Liability is not considered even if the company is no longer in the estate. This is the case if the inheritance was effectively rejected in accordance with §§ 1944 following BGB or the acceptance of the inheritance was contested in accordance with §§ 1954 following.

Nevertheless, it is possible to limit the liability of the heir in the continuation of the company. The consequence is that the heir is no longer liable with his private property, but only with the estate, i.e. with the property acquired through the inheritance. It should be noted that both civil and commercial law regulations apply here.

The heir may limit liability by applying for estate administration or estate insolvency under the conditions of §§ 1975.

Nevertheless, a civil limitation of the liability of the heir has no compelling effect on the liability of the heir in the context of a company continuation. § 27 HGB gives rise to a stricter liability than under civil law. Consequently, commercial liability does not preclude estate administration and estate insolvency. A limitation is therefore only possible under narrow conditions. This must always be known and observed in a company continuation. Nevertheless, the limitation can only be effective if civil liability is also limited. Otherwise, you are not liable under commercial law, but still under civil law.

2.2.1. Business continued under another company

First there is the commercial exclusion of liability if the company continues under another company. But you have to change the company immediately after the inheritance and not wait for a few months. However, you must carefully check whether this design is actually suitable for you. Since no conclusion can be drawn about the old company from the new company, the good image of the former company and the original company value no longer benefit you. Economic aspects must therefore also be considered.

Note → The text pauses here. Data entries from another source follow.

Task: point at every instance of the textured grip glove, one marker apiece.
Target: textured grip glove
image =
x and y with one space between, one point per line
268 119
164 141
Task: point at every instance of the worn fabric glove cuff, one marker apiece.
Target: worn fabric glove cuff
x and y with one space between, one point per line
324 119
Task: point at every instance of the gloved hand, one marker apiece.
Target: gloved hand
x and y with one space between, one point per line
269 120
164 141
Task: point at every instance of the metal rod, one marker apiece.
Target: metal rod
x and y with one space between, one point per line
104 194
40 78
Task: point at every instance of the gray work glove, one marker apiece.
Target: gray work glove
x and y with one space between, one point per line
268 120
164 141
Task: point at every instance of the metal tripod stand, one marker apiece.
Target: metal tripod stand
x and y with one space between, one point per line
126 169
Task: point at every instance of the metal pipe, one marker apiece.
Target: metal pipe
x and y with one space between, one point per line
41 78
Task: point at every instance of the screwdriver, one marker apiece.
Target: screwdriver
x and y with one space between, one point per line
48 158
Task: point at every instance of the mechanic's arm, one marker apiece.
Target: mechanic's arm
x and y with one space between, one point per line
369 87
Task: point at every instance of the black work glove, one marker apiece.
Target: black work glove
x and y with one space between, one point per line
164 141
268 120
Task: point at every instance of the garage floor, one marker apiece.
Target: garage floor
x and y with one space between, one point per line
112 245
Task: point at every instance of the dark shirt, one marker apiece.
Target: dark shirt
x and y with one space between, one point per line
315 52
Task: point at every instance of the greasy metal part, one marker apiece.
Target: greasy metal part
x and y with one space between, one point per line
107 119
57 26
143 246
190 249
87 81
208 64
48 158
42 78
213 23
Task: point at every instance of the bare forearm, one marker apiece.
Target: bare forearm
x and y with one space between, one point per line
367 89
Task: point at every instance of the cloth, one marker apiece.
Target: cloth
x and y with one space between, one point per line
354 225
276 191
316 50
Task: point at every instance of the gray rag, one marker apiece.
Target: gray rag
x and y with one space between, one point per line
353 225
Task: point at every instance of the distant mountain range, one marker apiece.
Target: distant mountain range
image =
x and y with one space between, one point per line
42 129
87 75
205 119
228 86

2.2.2. Termination of the company

A further possibility to escape liability is opened by § 27 paragraph 2 HGB. Accordingly, there is no liability if the heir ceases the company three months after obtaining knowledge of the inheritance. The company is discontinued when it is disposed of or ceases operations.

The sale or cessation is not the same if the company is subsequently changed within the three months. This is already proven by the wording of § 27 (2) HGB, according to which the “continuation of the business” must be discontinued.

In the three months, for example, you can check the company’s balance sheets and find out if it yields income. If it does not do this and it is not possible for you to create liquid funds in the company, then the hiring is a useful way to escape liability. Nevertheless, no way has yet been shown how you can limit liability in a solvent company with a valuable company.

2.2.3. Limitation of liability in case of company continuation in the commercial register

In this case, you can use our last suggestion well. Since § 27 HGB refers to § 25 HGB in its entirety – thus also to its paragraph 2 – you can enter the civil liability exclusion in the commercial register. In the literature, this possibility is sometimes rejected on the grounds that there is no continued liability of the previous owner, so that the creditor of the company is unduly put at a disadvantage. However, this appearance is deceptive, since the previous owner is still liable now only in the form of the estate. In addition, it is incomprehensible why the heir should be more strictly liable than the legal acquirer by forcing him to hire the company or change the company. Furthermore, the entry in the commercial register also provides clarity in the liability issues, so that the purpose of § 27 HGB is also sufficiently satisfied. An elegant design is therefore to enter the civil liability limitation in the commercial register.

We have outlined some ways in which you limit liability for legacy liabilities as an heir in the company’s continuation. Ultimately, it seems most sensible to limit the liability under civil law by applying for the estate insolvency or estate administration and then enter this limitation in the commercial register.